1. Introduction
Whole-blood analysis is widely recognized as the gold standard in clinical diagnostics, offering a comprehensive assessment of a patient’s health status. However, the intense red coloration of hemoglobin can interfere with diagnostic techniques that rely on optical or colorimetric detection. Consequently, plasma separation from whole blood is often necessary—a process traditionally achieved through centrifugation. While effective, centrifugation requires specialized and bulky equipment, which limits its use in low-resource settings where laboratory infrastructure is not available or for Point of Care (POC) testing.
In many clinical scenarios, there is a pressing need for diagnostic tools that are rapid, simple, and reliable for the detection and quantification of biomarkers. These tools enable early medical decision-making, which can significantly influence patient outcomes. Delays in biomarker analysis may lead to increased risks of complications, long-term disability, or even death. Within this context, biosensors designed for Point-of-Care (POC) testing have gained considerable attention due to their ability to support timely and informed clinical decisions [
1].
Among the most critical biomarkers is glucose, a key metabolite involved in numerous physiological processes.
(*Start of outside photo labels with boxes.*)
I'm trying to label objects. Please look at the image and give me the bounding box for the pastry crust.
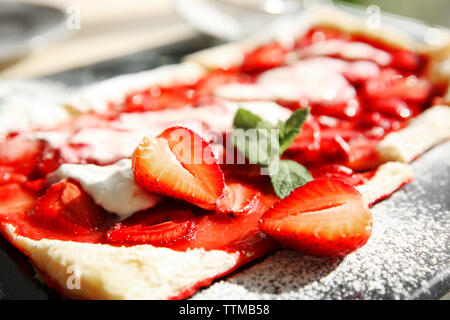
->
[376,105,450,162]
[184,6,436,69]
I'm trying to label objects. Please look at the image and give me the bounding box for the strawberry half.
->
[35,180,106,235]
[106,208,194,245]
[133,126,224,209]
[0,136,44,176]
[217,181,261,216]
[260,179,372,257]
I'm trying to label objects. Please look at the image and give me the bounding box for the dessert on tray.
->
[0,8,450,299]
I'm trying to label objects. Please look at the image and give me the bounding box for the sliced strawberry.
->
[106,207,195,245]
[344,138,383,171]
[217,181,261,216]
[362,69,432,103]
[311,164,368,186]
[391,49,421,71]
[194,69,252,99]
[133,126,224,209]
[0,136,44,176]
[35,180,106,235]
[241,42,287,72]
[260,179,372,257]
[0,183,36,214]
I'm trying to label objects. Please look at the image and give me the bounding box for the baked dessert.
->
[0,9,450,299]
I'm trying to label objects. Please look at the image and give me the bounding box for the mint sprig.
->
[232,108,313,198]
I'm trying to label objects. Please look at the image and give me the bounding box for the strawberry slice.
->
[362,69,432,103]
[0,183,36,215]
[123,85,194,112]
[35,180,106,235]
[106,208,194,245]
[133,126,224,209]
[260,179,372,257]
[194,69,252,99]
[241,42,287,72]
[217,181,261,216]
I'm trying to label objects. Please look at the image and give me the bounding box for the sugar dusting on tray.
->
[193,142,450,299]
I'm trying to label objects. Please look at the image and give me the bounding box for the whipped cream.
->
[0,102,71,135]
[49,159,160,220]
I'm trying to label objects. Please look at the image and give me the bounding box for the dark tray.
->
[0,36,450,299]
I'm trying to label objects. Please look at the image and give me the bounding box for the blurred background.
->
[0,0,450,79]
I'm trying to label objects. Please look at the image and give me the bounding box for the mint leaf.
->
[231,124,280,166]
[278,107,310,156]
[268,160,313,199]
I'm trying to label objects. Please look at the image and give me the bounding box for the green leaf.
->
[268,160,313,199]
[231,125,279,166]
[233,108,273,130]
[278,107,310,156]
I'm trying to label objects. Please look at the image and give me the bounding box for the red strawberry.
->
[241,42,287,72]
[0,136,44,176]
[311,164,367,186]
[391,49,421,71]
[371,98,420,120]
[0,183,36,215]
[260,179,372,257]
[0,167,28,185]
[362,69,432,103]
[106,207,194,245]
[35,180,106,235]
[217,181,261,216]
[133,126,224,209]
[124,85,194,112]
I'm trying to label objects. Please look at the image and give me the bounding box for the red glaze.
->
[260,179,373,257]
[0,27,442,298]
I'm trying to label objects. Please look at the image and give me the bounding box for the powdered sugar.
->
[193,142,450,299]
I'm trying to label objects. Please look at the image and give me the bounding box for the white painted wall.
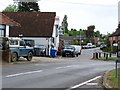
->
[23,37,51,56]
[5,25,9,37]
[118,1,120,23]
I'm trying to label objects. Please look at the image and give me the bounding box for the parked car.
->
[100,44,107,50]
[62,45,78,57]
[71,45,82,55]
[82,43,96,49]
[34,45,47,56]
[3,37,34,62]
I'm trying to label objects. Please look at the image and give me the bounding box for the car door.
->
[19,40,26,56]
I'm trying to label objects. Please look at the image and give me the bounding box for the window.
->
[20,41,25,46]
[0,25,5,37]
[10,40,18,45]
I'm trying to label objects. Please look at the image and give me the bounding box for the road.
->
[2,49,115,90]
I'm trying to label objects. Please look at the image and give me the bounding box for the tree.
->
[86,25,95,38]
[18,2,40,12]
[62,15,68,33]
[2,4,18,12]
[86,25,95,42]
[94,31,101,37]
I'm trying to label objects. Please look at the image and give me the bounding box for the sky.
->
[0,0,119,34]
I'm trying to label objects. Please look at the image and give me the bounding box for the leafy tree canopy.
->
[2,4,18,12]
[18,2,40,12]
[62,15,68,33]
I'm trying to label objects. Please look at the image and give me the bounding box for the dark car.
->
[34,45,47,56]
[62,46,78,57]
[100,44,107,50]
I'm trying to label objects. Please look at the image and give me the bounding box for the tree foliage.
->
[62,15,68,33]
[2,4,18,12]
[86,25,95,38]
[18,2,40,12]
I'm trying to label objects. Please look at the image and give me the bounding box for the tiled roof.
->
[110,24,120,37]
[0,12,20,26]
[4,12,56,37]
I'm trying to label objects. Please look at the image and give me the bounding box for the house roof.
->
[4,12,56,37]
[109,24,120,37]
[0,12,20,26]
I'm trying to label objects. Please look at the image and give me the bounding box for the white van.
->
[71,45,82,55]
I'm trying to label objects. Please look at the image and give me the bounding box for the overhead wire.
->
[43,0,117,7]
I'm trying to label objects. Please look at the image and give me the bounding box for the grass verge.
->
[106,68,120,90]
[98,57,118,61]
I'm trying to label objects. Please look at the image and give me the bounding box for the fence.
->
[93,52,112,60]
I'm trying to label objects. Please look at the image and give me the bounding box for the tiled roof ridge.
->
[0,12,21,26]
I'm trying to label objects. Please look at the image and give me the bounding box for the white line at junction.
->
[68,76,101,90]
[6,70,43,78]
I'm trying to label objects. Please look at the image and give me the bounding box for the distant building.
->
[0,13,20,37]
[4,12,59,55]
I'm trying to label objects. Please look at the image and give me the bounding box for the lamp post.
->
[80,29,81,46]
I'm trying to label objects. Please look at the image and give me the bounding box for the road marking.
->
[56,65,78,69]
[86,83,98,86]
[34,64,40,66]
[68,76,101,90]
[56,67,63,69]
[6,70,43,78]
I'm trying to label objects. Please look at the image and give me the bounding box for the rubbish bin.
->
[50,48,57,58]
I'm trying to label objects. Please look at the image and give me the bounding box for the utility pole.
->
[80,29,81,46]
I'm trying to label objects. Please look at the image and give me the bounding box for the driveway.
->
[2,49,115,89]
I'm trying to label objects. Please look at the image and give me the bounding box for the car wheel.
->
[76,54,78,57]
[27,52,33,61]
[72,54,75,57]
[11,52,18,62]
Blood glucose levels are essential indicators in diseases such as diabetes, where continuous monitoring is crucial for effective disease management. Additionally, low glucose levels can result in hypoglycemia, a condition triggered by extended fasting or intense physical activity. Therefore, accurate and frequent glucose monitoring is vital for both diagnosis and the prevention of complications related to hyperglycemia and hypoglycemia [
2].
To support the development of accessible and effective diagnostic tools, the World Health Organization (WHO) established the ASSURED criteria for POC technologies: Affordable, Sensitive, Specific, User-friendly, Rapid and Robust, Equipment-free, and Deliverable to end users. These guidelines are particularly important in developing regions, where cost and ease of use are key factors driving the adoption of diagnostic innovations [
3,
4].
In this context, paper-based analytical devices (PADs) have emerged as promising platforms for low-cost, rapid diagnostic testing. Thanks to their porous structure and the ability to transport fluids through capillary action, paper is an ideal material for creating devices that operate without external pumps or instrumentation. Since their introduction by the Whitesides group in 2007—using photolithographic patterning techniques—microfluidic paper-based analytical devices (µPADs) have demonstrated significant potential in fields ranging from clinical diagnostics and environmental monitoring to food safety and biohazard detection [
5,
6].
Among the detection methods integrated into PADs, colorimetric assays are particularly appealing due to their ability to visually display results without requiring complex equipment. Although commercial test strips offer qualitative or semi-quantitative analysis, they often lack the precision and reproducibility needed for clinical reliability. While colorimeters can enhance measurement accuracy, they are typically expensive and require trained personnel to operate [
7,
8].
Beyond colorimetric sensing, smartphone integration has enabled alternative diagnostic modalities that exploit embedded cameras, inertial sensors, and artificial intelligence algorithms to extract physiological information without dedicated laboratory instruments. Examples include contactless optical detection of blood oxygen saturation using facial imaging [
9], biomechanical analysis of movement through smartphone inertial sensors coupled with machine learning [
10], and AI-driven mobile applications for pediatric diagnostics [
11]. These studies collectively demonstrate the versatility of smartphones as biomedical platforms, extending well beyond traditional colorimetric biosensing.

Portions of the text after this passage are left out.